My rating: 5 of 5 stars
This was a fantastic read that tells the story of Louie Zampirini, a World War II airman who epitomized the Greatest Generation. Zampirini, the son of Italian immigrants, spends his childhood engaged in shenanigans and petty theft. He later converts his talent for running away from the scene of the crime into a career as a record-setting runner for high school and then the Olympics. Before he could return for his second Olympics, World War II began and he instead ended up as an airman stationed in the South Pacific.
Louie is on a search and rescue mission when his plane goes down in the middle of the Pacific. Only 3 crew members survive and drift helplessly for 37 days.
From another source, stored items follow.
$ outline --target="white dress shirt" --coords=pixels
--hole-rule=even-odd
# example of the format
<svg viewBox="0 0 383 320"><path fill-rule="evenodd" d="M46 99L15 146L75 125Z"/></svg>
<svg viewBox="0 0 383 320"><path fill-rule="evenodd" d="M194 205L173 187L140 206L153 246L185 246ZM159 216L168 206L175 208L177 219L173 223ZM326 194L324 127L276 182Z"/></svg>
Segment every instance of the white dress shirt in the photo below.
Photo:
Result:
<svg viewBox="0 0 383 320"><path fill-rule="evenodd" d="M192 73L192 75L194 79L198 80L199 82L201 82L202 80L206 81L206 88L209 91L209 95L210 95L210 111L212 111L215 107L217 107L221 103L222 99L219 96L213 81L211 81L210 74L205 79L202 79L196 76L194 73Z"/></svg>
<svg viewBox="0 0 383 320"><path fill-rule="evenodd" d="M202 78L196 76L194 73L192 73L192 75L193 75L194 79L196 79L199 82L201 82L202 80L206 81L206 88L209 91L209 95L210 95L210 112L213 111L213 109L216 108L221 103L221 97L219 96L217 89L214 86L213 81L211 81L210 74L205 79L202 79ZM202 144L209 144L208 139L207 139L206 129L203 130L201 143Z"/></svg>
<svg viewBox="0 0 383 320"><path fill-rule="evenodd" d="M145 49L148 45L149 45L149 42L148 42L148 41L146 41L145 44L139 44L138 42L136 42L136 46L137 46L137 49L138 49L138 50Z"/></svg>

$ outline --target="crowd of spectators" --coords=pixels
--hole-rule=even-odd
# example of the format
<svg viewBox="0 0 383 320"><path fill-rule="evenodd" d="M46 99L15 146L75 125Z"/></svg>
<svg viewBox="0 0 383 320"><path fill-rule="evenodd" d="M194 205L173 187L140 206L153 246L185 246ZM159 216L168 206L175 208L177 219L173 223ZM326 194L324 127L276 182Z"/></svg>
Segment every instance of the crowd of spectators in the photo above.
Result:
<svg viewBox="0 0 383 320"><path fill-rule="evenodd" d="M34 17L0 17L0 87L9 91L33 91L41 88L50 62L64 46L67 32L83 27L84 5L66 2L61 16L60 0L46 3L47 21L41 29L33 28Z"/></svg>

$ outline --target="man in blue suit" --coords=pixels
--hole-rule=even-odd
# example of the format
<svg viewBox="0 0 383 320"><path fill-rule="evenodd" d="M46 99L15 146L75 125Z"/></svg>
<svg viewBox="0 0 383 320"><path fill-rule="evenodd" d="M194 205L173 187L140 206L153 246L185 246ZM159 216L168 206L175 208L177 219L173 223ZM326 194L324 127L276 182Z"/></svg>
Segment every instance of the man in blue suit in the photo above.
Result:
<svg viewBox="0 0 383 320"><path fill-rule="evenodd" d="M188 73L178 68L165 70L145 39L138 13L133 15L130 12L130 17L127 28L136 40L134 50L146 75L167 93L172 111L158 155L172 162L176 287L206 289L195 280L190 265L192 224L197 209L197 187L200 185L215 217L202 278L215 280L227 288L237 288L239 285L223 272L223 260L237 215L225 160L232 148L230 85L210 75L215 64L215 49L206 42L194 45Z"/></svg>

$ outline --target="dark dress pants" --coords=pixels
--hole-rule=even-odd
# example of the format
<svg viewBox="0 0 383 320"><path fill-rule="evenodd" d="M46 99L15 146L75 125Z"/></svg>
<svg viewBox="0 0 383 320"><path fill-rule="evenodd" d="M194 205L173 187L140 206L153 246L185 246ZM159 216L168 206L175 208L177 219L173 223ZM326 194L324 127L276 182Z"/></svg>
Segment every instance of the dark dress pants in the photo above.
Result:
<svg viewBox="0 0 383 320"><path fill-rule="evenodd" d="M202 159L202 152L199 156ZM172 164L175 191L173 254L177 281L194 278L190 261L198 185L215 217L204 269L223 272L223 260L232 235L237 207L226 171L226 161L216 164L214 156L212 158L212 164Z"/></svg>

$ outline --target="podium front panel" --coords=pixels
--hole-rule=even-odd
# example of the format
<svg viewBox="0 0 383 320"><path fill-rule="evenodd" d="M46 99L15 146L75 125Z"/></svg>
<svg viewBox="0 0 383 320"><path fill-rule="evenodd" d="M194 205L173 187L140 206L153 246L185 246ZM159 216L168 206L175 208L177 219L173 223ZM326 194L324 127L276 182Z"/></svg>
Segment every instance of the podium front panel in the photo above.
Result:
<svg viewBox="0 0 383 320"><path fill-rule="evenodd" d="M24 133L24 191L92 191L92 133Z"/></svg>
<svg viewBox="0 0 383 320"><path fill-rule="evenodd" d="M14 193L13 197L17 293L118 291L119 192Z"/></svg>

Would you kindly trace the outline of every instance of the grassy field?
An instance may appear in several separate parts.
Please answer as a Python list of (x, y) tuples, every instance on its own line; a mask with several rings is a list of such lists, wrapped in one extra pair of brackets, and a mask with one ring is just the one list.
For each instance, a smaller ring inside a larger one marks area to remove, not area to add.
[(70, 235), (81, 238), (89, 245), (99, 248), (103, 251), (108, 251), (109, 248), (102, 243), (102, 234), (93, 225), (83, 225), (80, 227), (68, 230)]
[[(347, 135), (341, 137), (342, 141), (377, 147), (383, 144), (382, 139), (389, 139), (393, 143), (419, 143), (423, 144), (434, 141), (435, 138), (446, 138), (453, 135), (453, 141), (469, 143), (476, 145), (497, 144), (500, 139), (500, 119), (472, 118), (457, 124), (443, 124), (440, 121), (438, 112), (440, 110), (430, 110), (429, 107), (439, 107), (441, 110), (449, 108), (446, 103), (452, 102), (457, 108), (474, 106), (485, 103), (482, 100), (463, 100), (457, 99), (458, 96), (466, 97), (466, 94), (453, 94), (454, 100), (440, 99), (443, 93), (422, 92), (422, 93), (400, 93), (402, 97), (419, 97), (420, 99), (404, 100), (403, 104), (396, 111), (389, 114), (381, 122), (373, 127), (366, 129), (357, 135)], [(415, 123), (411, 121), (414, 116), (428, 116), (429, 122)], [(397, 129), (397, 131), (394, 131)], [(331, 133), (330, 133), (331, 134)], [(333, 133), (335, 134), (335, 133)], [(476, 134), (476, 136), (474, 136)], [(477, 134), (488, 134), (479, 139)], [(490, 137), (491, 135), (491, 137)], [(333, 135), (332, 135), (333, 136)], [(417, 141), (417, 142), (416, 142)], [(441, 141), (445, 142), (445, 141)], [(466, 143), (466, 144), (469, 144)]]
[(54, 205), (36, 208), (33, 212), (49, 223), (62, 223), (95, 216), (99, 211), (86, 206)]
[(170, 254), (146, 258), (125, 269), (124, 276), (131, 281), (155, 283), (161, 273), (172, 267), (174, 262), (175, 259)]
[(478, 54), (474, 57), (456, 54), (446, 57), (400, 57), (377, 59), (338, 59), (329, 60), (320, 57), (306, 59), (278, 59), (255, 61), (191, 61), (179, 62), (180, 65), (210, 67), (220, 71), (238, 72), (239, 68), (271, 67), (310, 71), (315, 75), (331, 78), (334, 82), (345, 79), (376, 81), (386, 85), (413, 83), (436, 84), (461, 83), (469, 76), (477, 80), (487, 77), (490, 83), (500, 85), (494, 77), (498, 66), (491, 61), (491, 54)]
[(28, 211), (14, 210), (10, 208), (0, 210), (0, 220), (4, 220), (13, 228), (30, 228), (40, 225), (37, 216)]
Constantly surrounded by sharks, the 3 men fight dehydration, starvation, and the elements in 2 rubber rafts with virtually no supplies and no shelter. At one point, Louie jumps into the water and hides under the raft, punching and fighting off sharks, as a Japanese plane flies by several time, strafing the raft. The men eventually drift some 2,000 miles and wind up in the Marshall Islands, which were under Japanese control.
Louie then spends the next 2 years as a Japanese POW, living under some of the most deprived and miserable conditions while being mentally and physically tortured by camp commanders. One Japanese officer in particular, whom they called The Bird, was a sociopath who targeted Louie in particular.
Zampirini’s story was enlightening on many fronts. I had no idea that more US airmen were killed due to faulty equipment and accidents than by enemy action in WWII. I didn’t realize how inadequately our soldiers, airmen, and marines were equipped to fight a war or to survive accidents. Zampirini’s life raft, for instance, had a fish hook, a few pints of water, non-melting chocolate bars, and a patch kit.
I also didn’t know how badly our POWs were treated by the Japanese, who had no regard for the Geneva Convention or any other measures of decency or humanity. It was common practice for them to issue “all-kill” orders if they felt invasion was imminent, which would mean executing all POWs in the camp. At one camp, they had the POWs build tunnels and bunkers only to herd them in, douse them with gasoline, and then light them on fire. Escapees were gunned down and bayoneted. It’s sad to know that the US didn’t fully prosecute and punish these Japanese soldiers for war crimes in order to enlist Japanese support to defend against Russia.
The author does an excellent job at telling a very difficult story with sensitivity, yet it reads almost like a suspense novel. To have a glimpse into these men’s bravery and determination to survive was inspiring and humbling.
My only complaint was that I thought there was too much page count devoted to his running career early in the book, with excessive detail about competitors, meets, practices, and times.